Miller estimated the fish, from the tip of the bill to the tail, to be about 6.5 to 7 feet.
“It was a nice-size fish,” he said. “Everything happened so quick. It took a few minutes to process what took place because we weren’t expecting it. We were kind of in shock that we had a marlin this time of year.”
Miller said he sent a text his friend, Rusty Daub, at noon that they had just released a white marlin. The group had no idea it was the first white marlin of the season.
“We didn’t think anything of it because we were just out fun fishing,” Miller said. “We didn’t put two and two together. We had no idea about the white. It’s funny how that all played out.”
They celebrated the release for a few minutes then put the lines back in the water and continued to fish. About 20 minutes later they caught two mahi. Miller said they weighed 25-30 pounds each.
The group fished until close to 2 p.m. They decided to head back to shore because of a shift in the wind and the sea was supposed to get rougher.
As they got back to the dock there was a buzz around the fishing community about their catch.
“I’m thankful that it happened,” Miller said. “It’s a once-in-a-lifetime thing.”
It is a tradition when someone catches their first white marlin that they jump in the water. When the group got back to the marina, Sauer went for a swim.
“It was a surreal experience for me,” Sauer said.
Miller said it finally set in later that night that they had just landed the first white marlin of the season “when our phones started blowing up.”
“It’s a surreal kind of feeling,” Miller said. “It will probably never happen again in my lifetime.”
He has been fishing offshore for about four or five years and bay fishing about 15 years. His father has been bay fishing 50-plus years and occasionally in the ocean, Miller said.
Miller and Jordan Sauer work together and have fished together before. It was his first time fishing with Carl and Mallory, who was the “designated gaffer.”
Miller and the Sauers had discussed going offshore fishing months earlier while sitting in a blind duck hunting this past winter, Carl said.

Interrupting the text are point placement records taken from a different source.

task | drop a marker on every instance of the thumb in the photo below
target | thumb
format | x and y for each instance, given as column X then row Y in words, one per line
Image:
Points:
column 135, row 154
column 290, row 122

The group will receive a total of $11,000. One check for $5,000 will come from the Town of Ocean City and a check for $6,000 will be presented by the Fishermen United of Ocean City, which is made up of the Bank of Ocean City, Bahia Marina, Hooked on OC, Sunset Marina, Ocean City Fishing Center and Atlantic Tackle.
“That’s awesome for just going out fishing for fun,” Miller said.
Sauer said on Tuesday the group planned to go fishing again this weekend. They’re still looking for tuna.
The Ocean City Marlin Club also offers a $5,000 prize to the club member who catches the first white marlin of the season. Since no one on board Reel Escape is a Marlin Club member, the money will go to the crew aboard Talkin’ Trash, which released a marlin shortly after the Reel Escape last Saturday.
The Boss Hogg crew also released two white marlin after that.
At least four white marlin were release on May 23. The Ocean City Marlin Club has been keeping detailed catch records since 1936. May 23 is the earliest a white has been released in Ocean City.
The previous earliest catch and release was in 2015, when Dale Downey and Got-R-Done Capt. Rick Schafer landed a marlin on May 24.